One day, two men walked into the shelter and placed a small lap dog on top of the counter. I set my incoming form on the counter, grabbed a pen, didn’t look up and started asking them the list of questions on the form while pushing over to them the “owner surrender questionnaire”. I started reciting our policy making sure to repeat the euthanasia policy over at least three times to make sure they got it. Again, never looking up. Never looking at them. Just kept on going with my paperwork.
Finally, after a few minutes, one of the men asked me “he won’t get put to sleep, right. He’s very adoptable. People want small dogs.” Again, I didn’t look the dog owner in the eye, I just recited the euthanasia policy. And than he said “where’s Carol. We talked to Carol and she said everything would be okay, our dog wouldn’t be killed.”

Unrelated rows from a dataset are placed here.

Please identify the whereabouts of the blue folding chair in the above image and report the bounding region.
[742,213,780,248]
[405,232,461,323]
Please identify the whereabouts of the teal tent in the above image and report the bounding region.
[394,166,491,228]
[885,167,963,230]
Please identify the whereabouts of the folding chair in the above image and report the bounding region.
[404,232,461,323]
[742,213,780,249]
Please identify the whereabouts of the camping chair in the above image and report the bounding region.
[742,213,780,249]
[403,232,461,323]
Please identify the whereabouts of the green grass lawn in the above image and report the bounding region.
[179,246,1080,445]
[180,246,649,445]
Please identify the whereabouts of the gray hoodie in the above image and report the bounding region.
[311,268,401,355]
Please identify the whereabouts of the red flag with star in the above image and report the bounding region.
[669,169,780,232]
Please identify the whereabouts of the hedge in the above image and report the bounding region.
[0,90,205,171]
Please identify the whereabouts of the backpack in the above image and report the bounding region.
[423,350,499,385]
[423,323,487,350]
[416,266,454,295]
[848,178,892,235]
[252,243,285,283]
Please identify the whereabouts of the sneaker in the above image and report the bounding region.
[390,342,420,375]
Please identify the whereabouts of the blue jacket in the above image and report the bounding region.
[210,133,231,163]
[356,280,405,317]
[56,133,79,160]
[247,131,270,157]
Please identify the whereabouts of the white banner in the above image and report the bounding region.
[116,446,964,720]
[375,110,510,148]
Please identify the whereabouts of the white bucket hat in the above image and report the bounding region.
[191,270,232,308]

I’ll stop here and say that the dog was very cute and it was 99.9 percent sure, this dog would be adopted in Marin in a snap.
At this point, I was embarrassed. I didn’t want Carol to step in. I realized I had screwed up and I wasn’t really looking at the reality of the situation. I was in judgement over these two good looking, affluent looking men and wasn’t seeing their heart.
I finally looked into their eyes. “I’m so sorry. Give me another chance to help you. Yes, your dog is adorable and his chances of being put to sleep are next to nothing unless he got really really sick and we couldn’t treat him.”
One of the men, let out a big sigh and smiled at me. “I’m so happy Janet. Thank you Janet. Thank you. This is so hard for me. I have AIDS and I’m going into hospice. I want to make sure my little dog gets a good home.”
And I don’t have to tell you what kind of lesson that taught me at twenty six years old. After I filled out the paperwork, I found Carol and handed her the sweet little dog.
When I was losing my farm, I had to rehome animals. I rehomed geese. They were bonded. And I did the best I could do rehoming them. When I was living on the ranch in Lake County, I had to return my pony back to the rescue I adopted him from. I was so broke I knew I would not be able to provide him proper trimming and the type of feed he needed to prevent founder. I loved him. I cried when I walked him to the trailer that picked him up from me. I did the best I could do for him. Years later, I contacted the lady who adopted him to ask for a picture since I wanted to write a story about him. I wanted a picture to remember him by. All my pictures have been lost and destroyed from the past. She did not respond to my message. I believe she read the note, because it shows “seen” on messenger on Facebook.. I will not write her again. I don’t want to make someone feel uncomfortable. I will miss having a picture of “Little Eddie” to remind me of who he was and who he is and my love for him.
Recently, I was sharing a cup of coffee with a friend of mine and she was telling me how she had to spend a year on a plan to place her horses and her other animals because she had to leave a relationship that was unhealthy for her. She cried on the way to work back and forth on her commute everyday for a year knowing she would have to do it. So much pain, so much sorrow people carry in silence.
People’s lives change. They suffer losses. They lose rentals that allowed animals and cannot find new ones that do. People get sick. People die. People realize they really can’t take care of a dog, a horse, a cat. People lose their jobs and can’t afford feed, vet care, or training.
People give up animals for many reasons.